Authorship obfuscation techniques aim to address this issue by automatically rewriting text to conceal the identity of the author, thus ensuring privacy in online discussions. Traditional methods have often been limited to specific scenarios, and heavily rely on basic modifications. But this can result in odd or unnatural writings, which can hamper the efficiency of privacy protection and affect communication quality.
Researchers from the University of Maryland, College Park, have developed an automatic text privatization framework that uses a Large Language Model (LLM) to generate rewrites balancing intelligibility, sense, and privacy. The framework employs a large language model fine-tuned via reinforcement learning to strike a balance between privacy protection, maintaining the text’s coherence, and preserving its naturalness.
The new framework maintains the original text’s coherence and readability while concealing the author’s identity. The effectiveness of this technique was evaluated using a vast dataset of English Reddit posts from 68,000 authors. The posts varied in length, representing typical online discussion board content. The study examined how the obfuscation technique performs with different authorship detection methods and based on the author profile’s length.

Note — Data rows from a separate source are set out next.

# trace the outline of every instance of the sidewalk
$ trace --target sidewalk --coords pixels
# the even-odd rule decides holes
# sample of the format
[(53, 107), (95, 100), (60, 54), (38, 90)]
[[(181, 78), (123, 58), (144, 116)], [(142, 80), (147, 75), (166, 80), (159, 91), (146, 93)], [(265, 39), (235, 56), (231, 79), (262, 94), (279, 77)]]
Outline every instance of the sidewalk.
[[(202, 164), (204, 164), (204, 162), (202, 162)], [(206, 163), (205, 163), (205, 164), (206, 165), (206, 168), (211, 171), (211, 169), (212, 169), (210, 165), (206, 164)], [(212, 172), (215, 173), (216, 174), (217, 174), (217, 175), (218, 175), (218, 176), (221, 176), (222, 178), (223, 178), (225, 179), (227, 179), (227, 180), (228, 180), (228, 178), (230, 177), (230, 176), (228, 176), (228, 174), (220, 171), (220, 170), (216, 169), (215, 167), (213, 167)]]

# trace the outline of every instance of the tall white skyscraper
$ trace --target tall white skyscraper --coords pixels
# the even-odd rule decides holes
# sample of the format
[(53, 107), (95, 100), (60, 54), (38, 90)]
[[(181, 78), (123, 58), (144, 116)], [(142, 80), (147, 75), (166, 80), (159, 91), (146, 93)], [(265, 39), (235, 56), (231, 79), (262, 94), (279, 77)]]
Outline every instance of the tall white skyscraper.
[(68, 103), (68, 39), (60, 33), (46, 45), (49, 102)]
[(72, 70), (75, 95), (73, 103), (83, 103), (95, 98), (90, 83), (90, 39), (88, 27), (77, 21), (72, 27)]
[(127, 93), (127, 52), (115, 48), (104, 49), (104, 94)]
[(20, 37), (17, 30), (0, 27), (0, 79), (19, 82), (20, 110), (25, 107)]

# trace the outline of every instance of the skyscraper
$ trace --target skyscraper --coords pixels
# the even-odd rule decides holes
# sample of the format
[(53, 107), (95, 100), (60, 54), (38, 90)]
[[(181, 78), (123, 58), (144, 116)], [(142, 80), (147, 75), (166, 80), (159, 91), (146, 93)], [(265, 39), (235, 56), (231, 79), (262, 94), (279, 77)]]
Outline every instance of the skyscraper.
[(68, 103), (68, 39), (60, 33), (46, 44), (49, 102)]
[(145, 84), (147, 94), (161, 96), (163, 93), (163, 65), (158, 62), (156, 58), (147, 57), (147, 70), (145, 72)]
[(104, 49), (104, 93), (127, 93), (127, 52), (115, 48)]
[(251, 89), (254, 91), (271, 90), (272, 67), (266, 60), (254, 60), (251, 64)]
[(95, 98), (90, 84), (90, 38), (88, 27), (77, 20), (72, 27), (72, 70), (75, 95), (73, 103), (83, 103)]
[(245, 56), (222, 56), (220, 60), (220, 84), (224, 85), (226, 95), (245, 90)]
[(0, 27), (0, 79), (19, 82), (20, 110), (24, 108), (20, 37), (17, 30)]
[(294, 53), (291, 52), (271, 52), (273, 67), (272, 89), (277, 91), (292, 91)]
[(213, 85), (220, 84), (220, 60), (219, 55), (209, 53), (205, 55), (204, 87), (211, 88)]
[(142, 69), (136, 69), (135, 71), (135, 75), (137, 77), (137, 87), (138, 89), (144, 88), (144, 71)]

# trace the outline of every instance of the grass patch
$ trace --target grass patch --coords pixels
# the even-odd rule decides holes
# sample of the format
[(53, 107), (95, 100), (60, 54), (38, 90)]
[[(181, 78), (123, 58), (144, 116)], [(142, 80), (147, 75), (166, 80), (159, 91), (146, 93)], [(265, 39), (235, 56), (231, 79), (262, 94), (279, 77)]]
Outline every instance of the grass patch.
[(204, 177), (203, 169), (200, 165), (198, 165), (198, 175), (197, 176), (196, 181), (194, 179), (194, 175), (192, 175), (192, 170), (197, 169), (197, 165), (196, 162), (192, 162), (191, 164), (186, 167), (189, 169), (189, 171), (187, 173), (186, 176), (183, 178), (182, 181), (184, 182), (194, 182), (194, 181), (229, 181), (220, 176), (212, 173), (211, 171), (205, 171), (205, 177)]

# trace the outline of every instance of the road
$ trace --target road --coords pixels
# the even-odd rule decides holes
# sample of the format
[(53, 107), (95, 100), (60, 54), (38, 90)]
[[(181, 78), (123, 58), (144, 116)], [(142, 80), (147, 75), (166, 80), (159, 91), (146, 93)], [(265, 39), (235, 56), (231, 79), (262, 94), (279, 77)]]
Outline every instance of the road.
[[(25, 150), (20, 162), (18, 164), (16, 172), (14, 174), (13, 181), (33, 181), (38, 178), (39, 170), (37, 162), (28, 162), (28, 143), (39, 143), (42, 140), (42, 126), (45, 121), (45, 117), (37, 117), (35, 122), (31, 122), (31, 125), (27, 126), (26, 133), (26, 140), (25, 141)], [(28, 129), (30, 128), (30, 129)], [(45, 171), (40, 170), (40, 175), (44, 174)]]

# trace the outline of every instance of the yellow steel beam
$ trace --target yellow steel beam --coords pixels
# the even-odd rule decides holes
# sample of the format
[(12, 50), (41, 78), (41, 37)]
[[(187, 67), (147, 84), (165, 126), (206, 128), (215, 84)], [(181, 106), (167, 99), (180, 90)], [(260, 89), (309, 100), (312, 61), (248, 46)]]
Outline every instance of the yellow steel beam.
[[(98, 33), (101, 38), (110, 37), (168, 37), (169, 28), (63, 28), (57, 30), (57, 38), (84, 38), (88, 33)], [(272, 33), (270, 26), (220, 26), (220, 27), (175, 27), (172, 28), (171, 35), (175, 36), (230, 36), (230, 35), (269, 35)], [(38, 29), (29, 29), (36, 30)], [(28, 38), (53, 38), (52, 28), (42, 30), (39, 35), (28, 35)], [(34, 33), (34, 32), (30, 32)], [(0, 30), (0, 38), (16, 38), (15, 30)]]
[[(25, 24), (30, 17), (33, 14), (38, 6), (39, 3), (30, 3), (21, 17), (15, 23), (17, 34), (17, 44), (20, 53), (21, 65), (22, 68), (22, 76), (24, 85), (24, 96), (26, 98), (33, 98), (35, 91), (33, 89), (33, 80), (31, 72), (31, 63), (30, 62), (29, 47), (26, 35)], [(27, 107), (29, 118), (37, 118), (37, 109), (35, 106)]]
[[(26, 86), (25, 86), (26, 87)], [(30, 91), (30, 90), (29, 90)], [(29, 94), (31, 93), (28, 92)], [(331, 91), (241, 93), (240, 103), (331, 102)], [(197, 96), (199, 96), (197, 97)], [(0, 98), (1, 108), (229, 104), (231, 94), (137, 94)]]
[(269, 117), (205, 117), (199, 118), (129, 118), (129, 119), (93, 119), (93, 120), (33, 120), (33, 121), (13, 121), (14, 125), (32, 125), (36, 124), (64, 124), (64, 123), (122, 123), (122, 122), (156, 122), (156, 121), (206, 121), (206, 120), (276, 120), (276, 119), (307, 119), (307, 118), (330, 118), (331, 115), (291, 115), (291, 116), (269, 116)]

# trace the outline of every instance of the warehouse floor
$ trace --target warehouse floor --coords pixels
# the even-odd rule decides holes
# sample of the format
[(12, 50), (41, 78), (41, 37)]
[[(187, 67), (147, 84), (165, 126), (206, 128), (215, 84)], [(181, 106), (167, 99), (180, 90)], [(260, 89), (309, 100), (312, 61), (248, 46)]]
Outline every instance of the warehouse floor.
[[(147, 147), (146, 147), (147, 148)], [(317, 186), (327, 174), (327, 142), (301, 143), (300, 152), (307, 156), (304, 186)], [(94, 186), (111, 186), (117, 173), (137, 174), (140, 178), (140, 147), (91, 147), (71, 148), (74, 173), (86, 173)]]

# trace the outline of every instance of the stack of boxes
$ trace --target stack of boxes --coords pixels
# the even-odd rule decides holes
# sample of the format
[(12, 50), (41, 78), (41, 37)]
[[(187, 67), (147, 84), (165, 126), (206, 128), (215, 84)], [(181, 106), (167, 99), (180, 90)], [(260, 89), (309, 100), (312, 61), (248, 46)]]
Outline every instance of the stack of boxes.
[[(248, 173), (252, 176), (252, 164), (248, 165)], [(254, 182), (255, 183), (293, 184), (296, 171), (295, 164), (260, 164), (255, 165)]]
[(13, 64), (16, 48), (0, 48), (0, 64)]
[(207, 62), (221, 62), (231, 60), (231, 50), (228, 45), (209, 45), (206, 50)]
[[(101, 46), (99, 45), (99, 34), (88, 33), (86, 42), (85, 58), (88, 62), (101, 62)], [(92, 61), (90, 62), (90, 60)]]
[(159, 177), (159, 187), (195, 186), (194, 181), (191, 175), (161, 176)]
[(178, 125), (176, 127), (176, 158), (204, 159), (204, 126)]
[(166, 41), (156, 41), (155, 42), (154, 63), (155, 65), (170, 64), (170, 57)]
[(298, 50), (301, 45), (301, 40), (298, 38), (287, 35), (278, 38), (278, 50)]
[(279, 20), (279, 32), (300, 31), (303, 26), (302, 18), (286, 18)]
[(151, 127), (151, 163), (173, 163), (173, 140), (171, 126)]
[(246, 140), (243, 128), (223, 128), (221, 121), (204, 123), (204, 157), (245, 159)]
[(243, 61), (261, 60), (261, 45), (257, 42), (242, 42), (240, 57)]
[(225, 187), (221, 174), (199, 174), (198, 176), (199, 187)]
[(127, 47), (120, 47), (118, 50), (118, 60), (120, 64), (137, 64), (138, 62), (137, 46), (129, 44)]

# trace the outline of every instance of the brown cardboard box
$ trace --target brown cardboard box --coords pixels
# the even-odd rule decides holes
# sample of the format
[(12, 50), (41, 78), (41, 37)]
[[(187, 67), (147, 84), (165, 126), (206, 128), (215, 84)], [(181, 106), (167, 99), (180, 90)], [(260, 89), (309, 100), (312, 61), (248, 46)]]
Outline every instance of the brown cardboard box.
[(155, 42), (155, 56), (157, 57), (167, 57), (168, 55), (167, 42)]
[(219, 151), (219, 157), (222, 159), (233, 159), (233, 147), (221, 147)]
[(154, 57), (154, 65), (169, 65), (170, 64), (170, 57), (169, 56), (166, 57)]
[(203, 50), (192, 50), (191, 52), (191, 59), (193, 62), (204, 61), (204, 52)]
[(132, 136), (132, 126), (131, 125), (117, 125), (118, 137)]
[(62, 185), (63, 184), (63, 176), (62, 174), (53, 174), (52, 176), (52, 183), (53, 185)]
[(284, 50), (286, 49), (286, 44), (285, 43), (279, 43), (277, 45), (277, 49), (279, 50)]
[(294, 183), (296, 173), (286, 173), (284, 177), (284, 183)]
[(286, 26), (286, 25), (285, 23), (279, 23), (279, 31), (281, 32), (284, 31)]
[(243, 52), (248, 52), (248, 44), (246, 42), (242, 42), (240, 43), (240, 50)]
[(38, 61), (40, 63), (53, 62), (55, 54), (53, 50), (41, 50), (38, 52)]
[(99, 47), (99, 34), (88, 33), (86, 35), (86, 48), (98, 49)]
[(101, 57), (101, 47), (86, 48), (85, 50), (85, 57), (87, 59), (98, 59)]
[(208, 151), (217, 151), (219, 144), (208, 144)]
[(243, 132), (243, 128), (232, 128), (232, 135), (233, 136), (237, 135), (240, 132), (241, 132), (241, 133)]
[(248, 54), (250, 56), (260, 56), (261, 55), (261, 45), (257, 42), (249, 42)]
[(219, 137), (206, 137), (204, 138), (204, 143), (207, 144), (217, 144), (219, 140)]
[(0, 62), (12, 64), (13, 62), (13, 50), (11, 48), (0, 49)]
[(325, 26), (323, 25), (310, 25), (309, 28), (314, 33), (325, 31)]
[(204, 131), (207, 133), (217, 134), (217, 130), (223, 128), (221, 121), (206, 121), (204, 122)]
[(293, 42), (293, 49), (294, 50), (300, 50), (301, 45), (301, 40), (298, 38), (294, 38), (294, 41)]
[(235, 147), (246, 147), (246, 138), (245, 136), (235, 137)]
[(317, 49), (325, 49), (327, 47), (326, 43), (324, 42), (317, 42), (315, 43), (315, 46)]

Automatic measurements and human reviews verified that the new technique maintained high text quality, allowing readers to comprehend and connect with the altered text. The method successfully circumvented numerous automated authorship attacks, proving its effectiveness in preserving user privacy.
By using reinforcement learning to fine-tune a large language model, this new method represents a significant advancement over previous attempts and offers a more robust and practical approach to concealing authorship. It guarantees that people can interact freely and securely online without compromising the quality of their communication or privacy.